What smart operators should do next

  • Audit your role's AI exposure. If your job involves tasks that can be described in a clear prompt (summarize this report, draft this email, find trends in this data), you are in the blast radius. McKinsey's internal cuts and Accenture's 11,000 layoffs prove that even elite firms are not immune.
  • Develop hybrid skills. Learn how to manage AI tools, not just use them. Companies need people who can validate AI outputs, catch hallucinations, integrate AI into workflows, and train non-technical teams. Salesforce, IBM, and Accenture are all investing in retraining programs, but they are selective. If you wait for your employer to offer training, you are already behind.
  • Position yourself as an AI integrator. The next five years will see a wave of mid-sized companies trying to deploy AI without the budgets of Amazon or Microsoft. Consultants and operators who can translate AI capabilities into business outcomes (cost savings, faster time to market, better customer experience) will capture outsized value.
  • Build a portfolio of human-only skills. Relationship management, negotiation, ethical judgment, and strategic intuition remain hard for AI to replicate.

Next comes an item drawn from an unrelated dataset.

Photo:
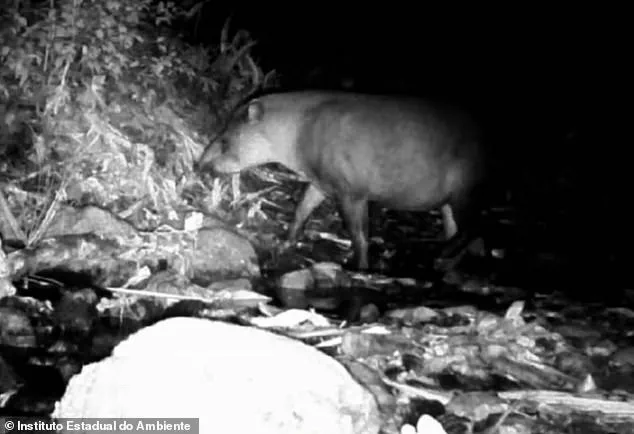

If your current role leans heavily on execution and light on judgment, rebalance fast.

Calculating Your AI Investment ROI: A Framework for Decision-Makers

The shift toward AI-driven operations fundamentally changes enterprise financial modeling. Companies must evaluate three critical metrics: infrastructure costs (compute, training data, and ongoing optimization), adoption velocity (time to productive deployment), and cost avoidance (reduction in headcount, process inefficiencies, and manual labor). Leading organizations are documenting $9-12 in cost reduction for every $1 invested in AI infrastructure over a three-year period. This ROI calculation becomes essential when boards allocate capital budgets and set technology spending priorities. Your organization's ability to quantify these returns directly affects shareholder value creation and competitive positioning

What this means for you over the next two to five years

The 100,000 layoffs in 2025 are not a one-time shock, they are the start of a sustained restructuring. Citigroup plans to cut 20,000 jobs by 2026 as automation spreads across middle-office functions. Lufthansa expects to eliminate 4,000 administrative roles by 2030. UPS laid off 48,000 workers under its "Network of the Future" initiative, citing AI-enabled logistics.

For consulting and strategy professionals, the playbook is clear: become the person who deploys AI, not the person replaced by it. The firms that survive will be leaner, more technical, and built around AI-augmented teams. The professionals who thrive will combine deep domain expertise with technical fluency and the judgment to know when AI is wrong.

ChatGPT's new personality controls are a reminder that AI is becoming more human-like every month. The question is whether your career is becoming more AI-proof.